顧之羲聽得一愣,怎麼也沒想到,她會就這麼說出來,一時失語。
除了不明所以的馮雪年,其他人都睜大了眼。
對顧柏與顧之羲之間的過節心知肚明的白羿這才反應過來,剛才包廂里的氣氛為什麼會這麼古怪,顧之羲出去一趟回來後的表情又為什麼變得這麼冷硬。

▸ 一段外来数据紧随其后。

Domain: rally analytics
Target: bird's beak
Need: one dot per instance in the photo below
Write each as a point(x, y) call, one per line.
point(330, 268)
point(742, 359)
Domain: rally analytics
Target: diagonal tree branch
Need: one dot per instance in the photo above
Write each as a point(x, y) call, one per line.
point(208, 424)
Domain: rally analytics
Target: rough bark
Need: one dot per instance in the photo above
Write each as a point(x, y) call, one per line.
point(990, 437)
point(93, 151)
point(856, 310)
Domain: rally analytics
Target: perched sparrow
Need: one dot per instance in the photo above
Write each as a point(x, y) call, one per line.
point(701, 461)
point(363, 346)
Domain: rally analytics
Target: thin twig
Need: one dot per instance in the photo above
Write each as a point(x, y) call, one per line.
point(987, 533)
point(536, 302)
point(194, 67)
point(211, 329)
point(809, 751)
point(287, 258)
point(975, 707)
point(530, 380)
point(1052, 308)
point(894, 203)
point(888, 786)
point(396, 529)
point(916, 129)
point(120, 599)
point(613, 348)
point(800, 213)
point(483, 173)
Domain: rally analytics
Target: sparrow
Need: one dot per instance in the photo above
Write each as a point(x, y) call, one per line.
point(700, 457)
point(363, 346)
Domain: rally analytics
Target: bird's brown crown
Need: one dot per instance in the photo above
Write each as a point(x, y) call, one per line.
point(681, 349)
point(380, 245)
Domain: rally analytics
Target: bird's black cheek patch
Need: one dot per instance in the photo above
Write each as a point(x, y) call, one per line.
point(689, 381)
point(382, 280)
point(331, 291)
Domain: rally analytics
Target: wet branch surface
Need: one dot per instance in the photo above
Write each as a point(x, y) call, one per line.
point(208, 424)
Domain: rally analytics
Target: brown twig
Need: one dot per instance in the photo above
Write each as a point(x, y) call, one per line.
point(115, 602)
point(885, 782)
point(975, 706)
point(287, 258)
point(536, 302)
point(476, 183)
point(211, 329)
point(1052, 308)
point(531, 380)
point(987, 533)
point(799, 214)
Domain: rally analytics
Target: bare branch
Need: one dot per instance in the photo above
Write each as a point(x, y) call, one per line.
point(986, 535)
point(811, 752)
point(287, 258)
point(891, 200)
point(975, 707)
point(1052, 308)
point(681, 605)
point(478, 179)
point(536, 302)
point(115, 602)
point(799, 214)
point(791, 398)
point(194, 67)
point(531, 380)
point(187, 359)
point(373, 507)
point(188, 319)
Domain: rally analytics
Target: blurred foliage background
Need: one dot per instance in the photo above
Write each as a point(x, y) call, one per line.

但更讓他奇怪的還是:「小沉你……就這麼,直接說了?」
沉晨茫然,「不然呢?」
她本來也沒想瞞著霸總。
她挺起胸脯:「要是不說,萬一顧總誤會我身在曹營心在漢怎麼辦?」
顧之羲緊盯著她,徐徐開口:「那他想讓你,做什麼?」
沉晨板著手指頭細數:「他讓我抹黑您的形象,搞壞您的精神,傷害您的身體,哦,還有一些具體的操作指南。」
說完她意味深長地點評:「他可真是壞透了。」
顧之羲:「……」
她居然如實相告了。
奇異的,顧之羲心底涼透了的角落開始回溫。
她喋喋不休的語氣像是在打小報告,但發生在她身上,好像就只有可愛,毫無可恨。
沉晨微笑:「顧總,您放心,我剛才雖然答應他了,但那只是暫時穩住他,絕對不會為了給他辦事就傷害您的。」
確實,她傷害他,純粹是她的個人意志。
可是顧之羲卻一點氣憤都升不起來。
上次在電梯裡,他第一次坐了過山車,這次,他坐了第二次。
如果說剛才她笑著進來的那刻,他的心情是跌入谷底,那現在就是毫無防備飛上了山峰。
顧柏找她秘密談話了。
她答應顧柏做他的內應加害他。
但是轉頭跟他們和盤托出。
所以,她沒有背叛他們的信任。
早知如此,他之前還攔著他們見面幹什麼。
一塊一直壓在他心底的石頭,好像突然被沉晨搬開了。
全程茫然的馮雪年發覺,包廂里的氣氛突然又由陰轉晴了。
那幾個特助看沉晨的眼神,似乎又回到了最初。
也不是,與最初隱約還有點區別,他也說不上來。
「還吃飯嗎?菜都涼了。」
吃完了飯,顧之羲送沉晨回學校。
沉晨坐在顧之羲旁邊,在手機上一陣操作,新建了一張表格,開始埋頭打字。